“Sem feminismo não há agroecologia!”
Quarta-feira, 17 de maio de 2017

“Sem feminismo não há agroecologia!”

Mulheres do MST protestam em frente a Samarco em Mariana (Foto: Mídia Ninja).

 “A terra, a natureza e as mulheres, a gente se identifica, porque a gente produz a vida, e a natureza e a terra e toda a diversidade também produzem a vida” (…)

“Hoje quem mais se identifica com a agroecologia são as mulheres… Por quê? Porque é ao redor de casa. Traz toda essa diversidade. Por isso encanta primeiro as mulheres!” 

“A cultura é algo que se constrói. Foi construída toda uma cultura de exploração. De explorar as mulheres, de explorar a terra e de explorar a natureza. Tirar tudo, sugar tudo, tudo tem que virar lucro. E as mulheres, da mesma forma, deram sustentação para esse modelo capitalista, machista, que está aí. A gente produziu os filhos para trabalhar, para ser mão de obra barata. A gente educou os filhos para isso. Nos educaram para que a gente educasse os filhos para obedecer, e aceitar toda a dominação. Então nós (mulheres) acreditamos que só nós podemos mudar isso. Temos que desconstruir toda essa cultura de obediência, o que poderá ir por gerações…”

 Depoimentos de agricultoras no documentário “As sementes”.

 Entre os dias 04 e 07 de maio, São Paulo sediou a 2ª Feira Nacional de Agricultura Orgânica e Reforma Agrária organizada pelo Movimento dos Trabalhadores Rurais Sem terra (MST), contando com 170 mil visitantes e 280 toneladas de alimentos orgânicos comercializados. A festa foi bonita! Produtores rurais orgânicos e consumidores de todo o Brasil reunidos na celebração da diversidade, da soberania e da segurança alimentar. Momento oportuno para refletir, neste espaço de sororidade, sobre o papel das mulheres na Agroecologia e na construção desse cenário de esperança.

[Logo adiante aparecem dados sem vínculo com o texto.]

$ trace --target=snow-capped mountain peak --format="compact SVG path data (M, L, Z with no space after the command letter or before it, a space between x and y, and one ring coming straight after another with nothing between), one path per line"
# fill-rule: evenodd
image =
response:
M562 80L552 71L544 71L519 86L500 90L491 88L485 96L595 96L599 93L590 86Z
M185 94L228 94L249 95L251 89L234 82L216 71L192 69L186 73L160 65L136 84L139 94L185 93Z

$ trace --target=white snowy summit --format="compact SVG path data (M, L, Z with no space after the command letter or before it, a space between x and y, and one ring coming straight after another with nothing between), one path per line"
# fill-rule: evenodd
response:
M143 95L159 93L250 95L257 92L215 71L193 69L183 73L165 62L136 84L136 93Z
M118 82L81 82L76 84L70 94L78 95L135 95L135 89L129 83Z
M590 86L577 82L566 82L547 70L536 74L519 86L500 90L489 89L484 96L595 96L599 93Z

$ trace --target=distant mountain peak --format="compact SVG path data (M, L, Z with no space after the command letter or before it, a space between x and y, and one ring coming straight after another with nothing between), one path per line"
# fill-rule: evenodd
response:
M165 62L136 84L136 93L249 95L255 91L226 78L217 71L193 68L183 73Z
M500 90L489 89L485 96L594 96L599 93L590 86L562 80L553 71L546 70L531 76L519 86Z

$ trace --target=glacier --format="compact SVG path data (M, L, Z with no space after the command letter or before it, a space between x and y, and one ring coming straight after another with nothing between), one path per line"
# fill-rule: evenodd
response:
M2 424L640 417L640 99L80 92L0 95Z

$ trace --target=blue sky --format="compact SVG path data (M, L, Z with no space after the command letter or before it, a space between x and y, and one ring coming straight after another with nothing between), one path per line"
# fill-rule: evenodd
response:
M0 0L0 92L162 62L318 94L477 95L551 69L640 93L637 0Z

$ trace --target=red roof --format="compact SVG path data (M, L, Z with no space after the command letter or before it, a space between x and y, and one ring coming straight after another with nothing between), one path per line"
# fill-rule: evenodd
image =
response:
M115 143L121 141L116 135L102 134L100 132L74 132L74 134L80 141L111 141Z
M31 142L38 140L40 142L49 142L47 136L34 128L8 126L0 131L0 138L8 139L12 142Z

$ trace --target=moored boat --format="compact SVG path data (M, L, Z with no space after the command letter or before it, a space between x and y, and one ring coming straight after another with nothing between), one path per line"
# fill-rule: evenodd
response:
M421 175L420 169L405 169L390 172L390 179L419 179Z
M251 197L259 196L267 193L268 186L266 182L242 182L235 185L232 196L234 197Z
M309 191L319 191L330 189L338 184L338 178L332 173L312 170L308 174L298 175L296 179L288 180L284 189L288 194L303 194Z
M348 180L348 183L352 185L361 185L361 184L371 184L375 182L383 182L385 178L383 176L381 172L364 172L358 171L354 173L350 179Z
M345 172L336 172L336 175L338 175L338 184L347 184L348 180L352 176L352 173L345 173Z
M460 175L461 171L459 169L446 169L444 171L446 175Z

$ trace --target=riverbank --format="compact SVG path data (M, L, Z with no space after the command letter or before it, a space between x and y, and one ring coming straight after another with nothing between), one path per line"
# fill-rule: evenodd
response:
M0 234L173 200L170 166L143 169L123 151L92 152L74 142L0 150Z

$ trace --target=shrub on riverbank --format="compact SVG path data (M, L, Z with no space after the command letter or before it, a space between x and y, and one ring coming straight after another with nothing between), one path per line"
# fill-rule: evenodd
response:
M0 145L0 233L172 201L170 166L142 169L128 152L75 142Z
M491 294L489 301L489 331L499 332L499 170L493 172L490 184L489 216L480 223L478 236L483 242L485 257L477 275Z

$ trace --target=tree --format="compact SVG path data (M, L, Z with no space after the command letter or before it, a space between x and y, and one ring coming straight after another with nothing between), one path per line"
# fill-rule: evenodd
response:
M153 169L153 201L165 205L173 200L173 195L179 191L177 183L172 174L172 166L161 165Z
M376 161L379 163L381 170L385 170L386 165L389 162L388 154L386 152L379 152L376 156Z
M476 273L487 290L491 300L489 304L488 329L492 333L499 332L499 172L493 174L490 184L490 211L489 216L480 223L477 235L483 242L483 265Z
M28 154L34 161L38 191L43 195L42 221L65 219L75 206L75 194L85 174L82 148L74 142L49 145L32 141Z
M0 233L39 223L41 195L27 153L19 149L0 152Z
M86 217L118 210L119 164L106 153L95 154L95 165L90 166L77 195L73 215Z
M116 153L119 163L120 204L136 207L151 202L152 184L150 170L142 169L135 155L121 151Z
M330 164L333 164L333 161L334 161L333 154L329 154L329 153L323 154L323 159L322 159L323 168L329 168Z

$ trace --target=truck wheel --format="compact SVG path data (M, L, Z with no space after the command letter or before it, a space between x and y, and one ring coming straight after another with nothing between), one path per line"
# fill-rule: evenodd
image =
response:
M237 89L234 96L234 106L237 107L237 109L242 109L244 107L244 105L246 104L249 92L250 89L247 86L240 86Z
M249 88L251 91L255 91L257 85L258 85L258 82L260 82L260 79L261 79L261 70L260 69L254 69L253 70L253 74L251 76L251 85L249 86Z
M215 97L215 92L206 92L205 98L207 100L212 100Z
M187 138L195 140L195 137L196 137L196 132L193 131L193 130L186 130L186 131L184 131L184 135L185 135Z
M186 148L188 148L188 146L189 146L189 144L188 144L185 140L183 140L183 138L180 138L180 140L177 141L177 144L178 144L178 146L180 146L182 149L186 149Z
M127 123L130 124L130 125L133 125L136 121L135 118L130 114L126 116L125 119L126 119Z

A consolidação da agenda feminista na agroecologia vem sistematizando um processo de construção política que tem realizado mudanças na vida das mulheres agricultoras, nas suas famílias e comunidades e vem organizando a contribuição das mulheres na construção da agroecologia sobre todos os eixos da disputa no campo: sementes, produção e comercialização, normas sanitárias, políticas públicas, disputa por produção de conhecimento e pesquisa[1].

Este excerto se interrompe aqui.